Thursday, January 24, 2019

Earned wealth or unearned wealth: we want it.

From Capitalists in the Twenty-First Century by Matthew Smith, Danny Yagan, Owen Zidar, and Eric Zwick.

From the Abstract:
Have the idle rich replaced the working rich at the top of the U.S. income distribution? Using tax data linking 11 million firms to their owners, this paper finds that entrepreneurs who actively manage their firms are key for top income inequality. Most top income is non-wage income, a primary source of which is private business profit. These profits accrue to working-age owners of closely-held, mid-market firms in skill-intensive industries. Private business profit falls by three-quarters after owner retirement or premature death. Classifying three-quarters of private business profit as human capital income, we find that most top earners are working rich: they derive most of their income from human capital, not physical or financial capital.
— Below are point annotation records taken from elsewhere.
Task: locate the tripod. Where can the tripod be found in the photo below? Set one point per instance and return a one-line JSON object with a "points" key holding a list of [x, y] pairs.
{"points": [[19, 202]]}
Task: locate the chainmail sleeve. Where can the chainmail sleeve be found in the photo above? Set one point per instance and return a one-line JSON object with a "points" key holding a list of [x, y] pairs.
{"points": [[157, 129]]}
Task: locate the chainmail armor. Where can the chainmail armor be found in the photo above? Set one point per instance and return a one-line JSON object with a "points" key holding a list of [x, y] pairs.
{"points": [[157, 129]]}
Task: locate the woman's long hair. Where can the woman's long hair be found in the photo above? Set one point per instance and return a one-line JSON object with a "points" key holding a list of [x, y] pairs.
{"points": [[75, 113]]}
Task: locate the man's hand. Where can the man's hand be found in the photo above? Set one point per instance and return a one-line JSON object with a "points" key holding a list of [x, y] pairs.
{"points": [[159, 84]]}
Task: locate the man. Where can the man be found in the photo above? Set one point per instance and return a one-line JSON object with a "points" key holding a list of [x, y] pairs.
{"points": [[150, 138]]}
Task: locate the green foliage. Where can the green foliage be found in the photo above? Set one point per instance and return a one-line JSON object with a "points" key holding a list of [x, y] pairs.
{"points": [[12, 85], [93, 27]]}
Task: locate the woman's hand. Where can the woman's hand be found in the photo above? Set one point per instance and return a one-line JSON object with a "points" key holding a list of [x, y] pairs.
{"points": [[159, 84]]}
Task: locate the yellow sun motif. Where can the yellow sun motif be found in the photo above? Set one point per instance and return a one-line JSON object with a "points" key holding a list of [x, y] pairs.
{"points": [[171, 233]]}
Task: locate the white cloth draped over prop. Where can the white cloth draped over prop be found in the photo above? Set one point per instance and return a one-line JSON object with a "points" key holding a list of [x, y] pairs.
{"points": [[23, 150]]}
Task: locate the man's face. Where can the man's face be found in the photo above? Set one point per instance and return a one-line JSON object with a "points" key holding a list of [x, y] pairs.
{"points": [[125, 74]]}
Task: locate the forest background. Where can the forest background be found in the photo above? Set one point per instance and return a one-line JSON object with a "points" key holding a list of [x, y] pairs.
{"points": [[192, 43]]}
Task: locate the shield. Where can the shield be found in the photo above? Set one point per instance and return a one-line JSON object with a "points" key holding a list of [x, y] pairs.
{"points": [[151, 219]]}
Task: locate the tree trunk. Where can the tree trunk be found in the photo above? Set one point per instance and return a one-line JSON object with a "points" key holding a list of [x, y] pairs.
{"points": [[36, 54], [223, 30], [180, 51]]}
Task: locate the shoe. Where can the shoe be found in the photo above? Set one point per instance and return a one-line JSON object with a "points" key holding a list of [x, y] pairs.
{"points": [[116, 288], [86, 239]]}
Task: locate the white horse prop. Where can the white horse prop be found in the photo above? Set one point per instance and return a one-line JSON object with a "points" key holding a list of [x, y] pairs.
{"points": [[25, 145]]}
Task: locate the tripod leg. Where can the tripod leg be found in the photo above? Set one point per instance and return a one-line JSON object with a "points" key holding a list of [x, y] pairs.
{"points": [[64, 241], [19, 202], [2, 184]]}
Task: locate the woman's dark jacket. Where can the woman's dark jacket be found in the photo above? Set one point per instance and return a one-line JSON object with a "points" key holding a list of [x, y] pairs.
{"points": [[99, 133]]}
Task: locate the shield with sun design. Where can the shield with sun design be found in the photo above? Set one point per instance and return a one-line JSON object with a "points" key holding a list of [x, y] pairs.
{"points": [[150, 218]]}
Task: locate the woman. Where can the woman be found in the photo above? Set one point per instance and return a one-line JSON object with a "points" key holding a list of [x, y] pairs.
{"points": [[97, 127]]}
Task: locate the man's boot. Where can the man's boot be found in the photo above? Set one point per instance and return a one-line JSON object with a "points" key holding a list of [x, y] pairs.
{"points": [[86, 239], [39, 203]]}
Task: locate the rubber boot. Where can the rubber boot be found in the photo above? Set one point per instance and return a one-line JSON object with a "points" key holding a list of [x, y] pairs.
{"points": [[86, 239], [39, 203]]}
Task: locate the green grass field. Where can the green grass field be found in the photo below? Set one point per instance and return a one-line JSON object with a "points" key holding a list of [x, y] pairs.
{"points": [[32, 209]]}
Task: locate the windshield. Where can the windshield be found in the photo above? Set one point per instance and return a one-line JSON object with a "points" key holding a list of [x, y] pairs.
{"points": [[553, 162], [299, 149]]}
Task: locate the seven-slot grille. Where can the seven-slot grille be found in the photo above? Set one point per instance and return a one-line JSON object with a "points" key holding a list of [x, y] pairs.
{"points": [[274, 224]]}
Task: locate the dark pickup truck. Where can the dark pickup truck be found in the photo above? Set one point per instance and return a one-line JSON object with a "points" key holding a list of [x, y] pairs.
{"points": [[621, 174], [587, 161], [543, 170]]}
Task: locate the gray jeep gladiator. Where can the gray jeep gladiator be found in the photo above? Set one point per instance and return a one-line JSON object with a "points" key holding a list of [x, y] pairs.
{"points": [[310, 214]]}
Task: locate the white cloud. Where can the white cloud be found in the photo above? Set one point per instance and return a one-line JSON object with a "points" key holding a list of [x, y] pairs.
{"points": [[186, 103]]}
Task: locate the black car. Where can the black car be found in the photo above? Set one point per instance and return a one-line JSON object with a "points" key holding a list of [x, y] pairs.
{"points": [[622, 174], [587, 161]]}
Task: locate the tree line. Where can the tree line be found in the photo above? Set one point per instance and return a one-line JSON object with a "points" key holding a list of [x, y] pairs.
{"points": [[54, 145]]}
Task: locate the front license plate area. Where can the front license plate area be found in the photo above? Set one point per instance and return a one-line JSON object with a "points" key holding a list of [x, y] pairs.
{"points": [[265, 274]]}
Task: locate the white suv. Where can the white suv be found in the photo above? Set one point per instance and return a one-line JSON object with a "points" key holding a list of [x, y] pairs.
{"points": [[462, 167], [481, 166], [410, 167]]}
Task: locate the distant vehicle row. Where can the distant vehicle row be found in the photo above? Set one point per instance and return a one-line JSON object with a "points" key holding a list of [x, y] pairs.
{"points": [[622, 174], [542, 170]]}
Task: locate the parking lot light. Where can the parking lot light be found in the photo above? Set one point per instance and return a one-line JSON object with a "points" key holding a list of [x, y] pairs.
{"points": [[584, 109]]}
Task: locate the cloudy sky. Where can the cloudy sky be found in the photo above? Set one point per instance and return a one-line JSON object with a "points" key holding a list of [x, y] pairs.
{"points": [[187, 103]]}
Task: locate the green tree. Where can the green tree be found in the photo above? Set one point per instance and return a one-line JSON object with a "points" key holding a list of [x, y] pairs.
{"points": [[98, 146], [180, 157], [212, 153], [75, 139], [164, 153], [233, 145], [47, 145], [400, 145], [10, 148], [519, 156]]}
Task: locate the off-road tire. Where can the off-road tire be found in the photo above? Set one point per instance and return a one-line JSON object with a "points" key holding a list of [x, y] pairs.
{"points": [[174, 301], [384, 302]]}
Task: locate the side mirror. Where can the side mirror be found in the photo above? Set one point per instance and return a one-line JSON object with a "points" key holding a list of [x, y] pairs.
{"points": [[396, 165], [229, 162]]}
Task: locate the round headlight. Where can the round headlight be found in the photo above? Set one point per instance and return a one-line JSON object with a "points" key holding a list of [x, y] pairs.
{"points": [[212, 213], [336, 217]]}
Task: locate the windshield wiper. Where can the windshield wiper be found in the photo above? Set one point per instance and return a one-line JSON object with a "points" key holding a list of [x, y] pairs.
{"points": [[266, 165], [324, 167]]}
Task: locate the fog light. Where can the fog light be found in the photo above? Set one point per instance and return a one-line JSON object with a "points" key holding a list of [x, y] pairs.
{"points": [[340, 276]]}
The human capital income of private business owners exceeds top wage income and top public equity income. Growth in private business profit is explained by both rising productivity and a rising share of value added accruing to owners.
True enough I suspect but perhaps past the point. In the 1950s-70s, even into the eighties, the left in the US and Europe were exercised about the "unearned" wealth of trust funders and they assumed everyone rich was a trust funders. It wasn't true then and it isn't true now. The great majority of the rich are wealthy because of decisions, behaviors and hard work on their part. It is a small minority who live of the trust funds of their ancestors. But the time for focusing the argument solely on that small minority of trust-funders has passed.

Unfortunately we have entered late-stage neo-marxism where facts no longer matter. It is sufficient for someone to earn more than another. It doesn't matter if they earned their good fortune. "Excessive" wealth is now a sin to expatiated by giving up possessions to those who want wealth without having to work for it. Trust-fund or hard-earned income - the new position is - "Gimme."